America is shifting gears on plans for the installation of a new infrastructure grid — an electric vehicle (EV) charging network — across the country.
As part of a $2 trillion infrastructure bill, president Biden has put forward a plan to invest $174 billion through grant and incentive schemes into the development and adoption of EVs across the country.
In March, America officially passed the 100,000 mark of public EV charging stations, according to the Department of Energy’s Alternative Fuel Data Center. Now, the Biden administration wants the construction of 500,000 charging stations by 2030. To put this in perspective, there are 168,000 gas stations in America, according to the US Department of Energy.
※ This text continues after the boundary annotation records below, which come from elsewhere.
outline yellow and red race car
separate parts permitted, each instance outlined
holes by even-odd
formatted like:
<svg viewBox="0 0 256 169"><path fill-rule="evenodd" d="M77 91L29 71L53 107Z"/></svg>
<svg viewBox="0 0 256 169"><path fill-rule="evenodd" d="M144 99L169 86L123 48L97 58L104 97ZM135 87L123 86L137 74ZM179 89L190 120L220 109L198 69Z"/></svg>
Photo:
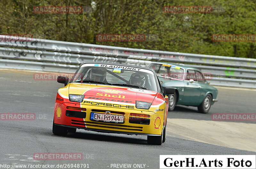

The majority of EV charges will likely be done from people’s homes, but for longer journeys, fast charging stations will be essential to the success of EVs — no one wants their car to run out of charge halfway down Route 20. So, the plan is for new chargers to be distributed throughout convenient spaces such as public parking and apartment buildings.
At the moment, the EVs using the current network of charging stations are predominantly Tesla, which dominates the American market. In the last 3 years, Tesla held all three top spots with the Tesla Model X, Model S and Model 3, selling 430,592 out of a total combined unit sales of 568,881. But the other automotive companies are investing heavily to catch up. Between 2020 and 2025, GM will invest more than $27 billion in EV and AV (automated vehicle) product development.
It is a vast project and there will be, of course, bumps in the road. So many more EVs means a need for much more cleaner electricity and more efficient transmission cables. And EV sales in the US still account for only 2% of the overall car market.
But most analysts and companies believe we are now turning the corner. In the US alone, the number of EVs on the roads is projected to reach 18.7 million by 2030, about 7% market share, according to the Edison Electric Institute. The institute estimates about 9.6 million charge ports will be required to support this number of EVs.
Biden hopes his infrastructure bill will stimulate investment and create jobs, not only with charging stations, but across the EV sector with technology development, manufacturing, the power grid, and the mining of the raw materials needed to build this future. Which means a major potential upswing for the nickel industry, a mission component of EVs, to keep up with demand.